Figure 1 Liver histology (hematoxylin and eosin staining). A: Mild interfacial inflammation and in portal area; B: Focal necrosis (arrows, 10 × 20); C: lymphaticplasma cell infiltration and plasma cell infiltration (arrows, 10 × 20); and D: Rosetting of hepatocytes (arrows) and lymphocyte penetration (arrowheads, 10 × 40).
Is AIH complicated by thyroid storm or liver immune injury caused by hyperthyroidism? According to the simplified criteria for the diagnosis of AIH by the International Autoimmune Hepatitis Group[13], AIH can be diagnosed by a score of 7 points (ANA 1:320, +2; IgG > 1.1 ULN, +2; pathological characteristics of liver, +1;excluding viral hepatitis, +2). In our patient, however, immune liver injury was more likely to be caused by hyperthyroidism storm rather than AIH complicated by thyroid storm. Although the patient had severe liver dysfunction, pathological characteristics,namely, inflammation and necrosis, were not serious, and pathological features and clinical and biochemical manifestations are separated. Furthermore, the second relapse was caused by anti-hyperthyroidism drug discontinuation and not corticosteroid discontinuation.
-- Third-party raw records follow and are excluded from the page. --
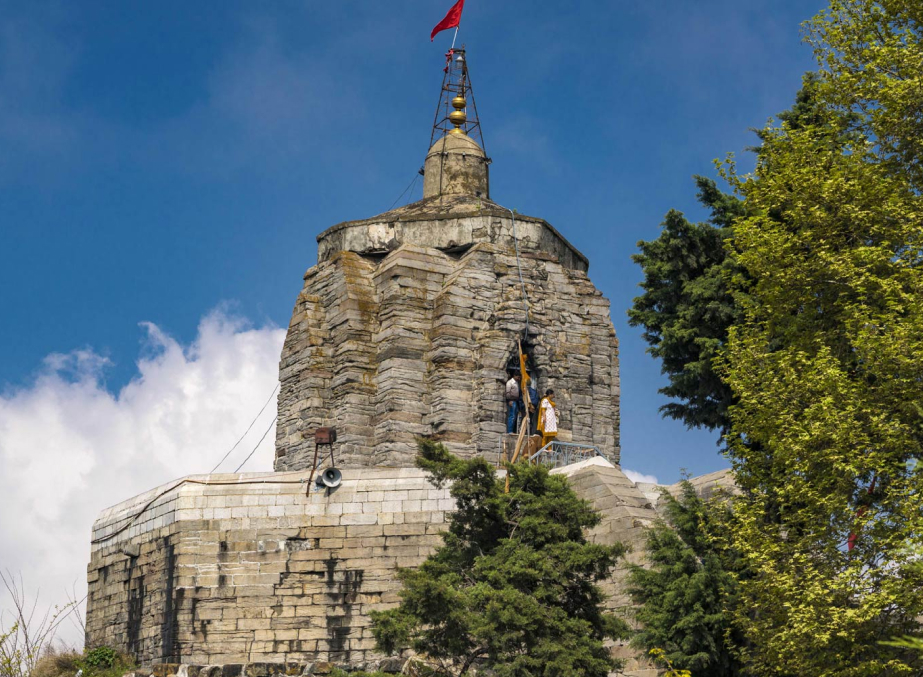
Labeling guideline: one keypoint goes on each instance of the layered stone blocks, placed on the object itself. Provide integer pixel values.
(390, 346)
(244, 568)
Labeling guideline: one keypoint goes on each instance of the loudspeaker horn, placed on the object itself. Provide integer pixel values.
(330, 478)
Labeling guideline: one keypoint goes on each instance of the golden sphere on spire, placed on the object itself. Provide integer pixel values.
(458, 117)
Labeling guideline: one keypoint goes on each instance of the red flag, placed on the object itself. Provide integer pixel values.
(452, 19)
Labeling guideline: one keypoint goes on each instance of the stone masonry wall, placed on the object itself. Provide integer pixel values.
(416, 343)
(231, 569)
(243, 568)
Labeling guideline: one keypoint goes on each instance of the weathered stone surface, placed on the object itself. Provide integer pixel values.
(245, 575)
(416, 344)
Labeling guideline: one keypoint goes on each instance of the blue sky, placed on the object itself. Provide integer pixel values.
(161, 160)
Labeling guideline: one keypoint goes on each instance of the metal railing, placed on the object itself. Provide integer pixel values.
(559, 454)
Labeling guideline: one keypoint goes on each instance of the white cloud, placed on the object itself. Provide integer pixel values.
(637, 477)
(69, 447)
PE, which is called an intermediate artificial liver, can not only remove toxins, but also supplement coagulation factors, albumin, complements, and other beneficial substances lacking in liver failure. It has become the most important artificial liver treatment mode in the past decade, and is widely used. Since the 1970s, there have been many reports on the treatment of hyperthyroidism storm[14-19]. PE can quickly remove antibodies, thyroid hormones, and a large number of inflammatory factors from the blood and achieves good clinical results.
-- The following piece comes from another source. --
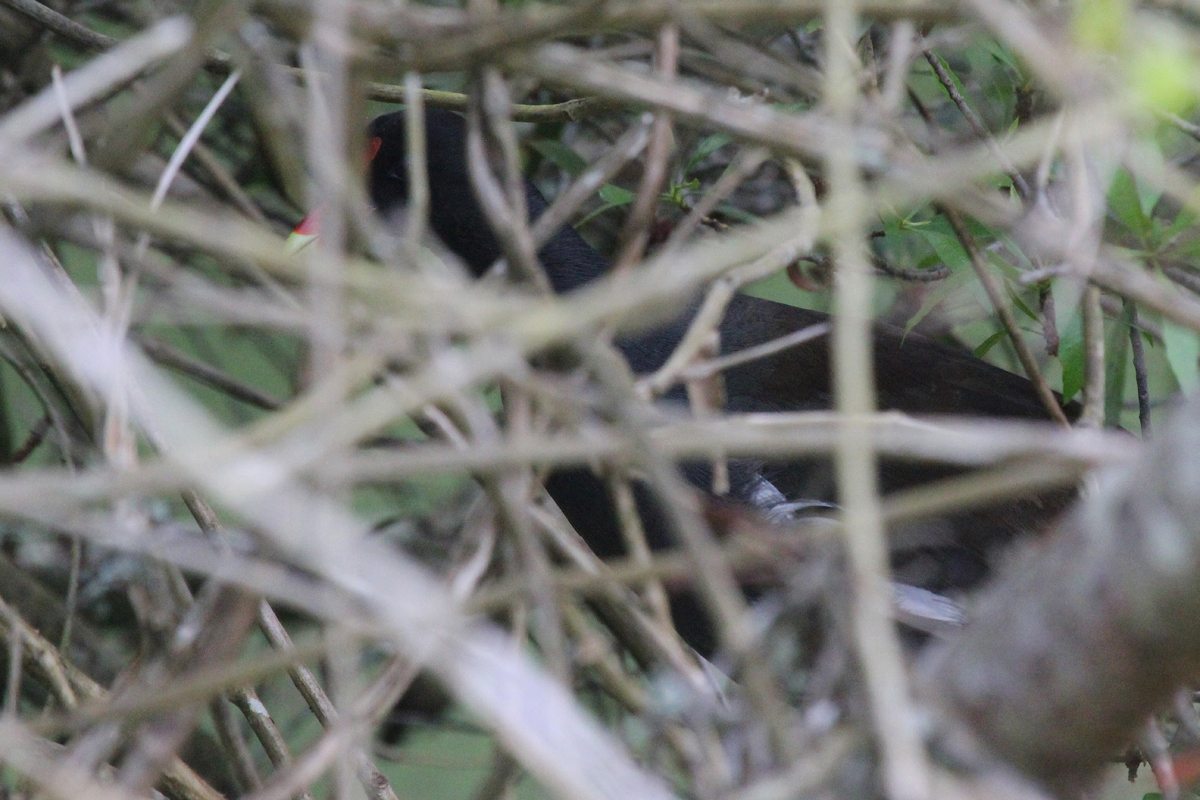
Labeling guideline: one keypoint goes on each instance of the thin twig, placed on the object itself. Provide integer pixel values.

However, for a hyperbilirubinemia caused by liver failure, it may take more than 5 L plasma to replace 50% of the serum hyperbilirubin levels. Similarly, for a thyroid strom, it may take 30-50 L plasma to dilute FT3 to normal levels. It is obviously difficult to achieve adequate blood purification by PE alone. In recent years, decreased plasma collection has greatly limited the clinical application of PE. Blood adsorption technology is a blood purification method that uses different adsorbents to nonselectively absorb and remove endogenous or exogenous poisons in the blood.DPMAS is a combination of BS330 bilirubin adsorption and HA330-II hemoperfusion.The resin in a BS330 bilirubin adsorber is specific for bilirubin. It adsorbs bilirubin and bile acid by electrostatic force and lipophilic binding properties. Resin in a HA330-II hemoperfusion device is a relatively broad-spectrum adsorbent with a macroporous structure and large surface area. It can adsorb macromolecular toxins (such as inflammatory mediators IL-6 and IL-10) by Van der Waals force and a skeleton molecular sieve[20]. The combination of the two adsorbents can quickly remove harmful substances such as bilirubin, antibodies, thyroid hormones, and inflammatory mediators, alleviate inflammation, and improve the immune response.
Figure 2 Double plasma molecular absorption system flowchart.
A DPMAS system can purify and absorb more than 6000 mL of plasma at a time,which can compensate for the decrease in clearance efficiency caused by insufficient PE.
CONCLUSION
We report a case of severe liver injury in a patient with severe hyperthyroidism and thyroid storm. The liver histopathology suggests that the immunological liver injury was caused by hyperthyroidism. This patient was treated with PE combined with DPMAS and achieved a good curative effect. This novel therapeutic combination may be worth popularizing.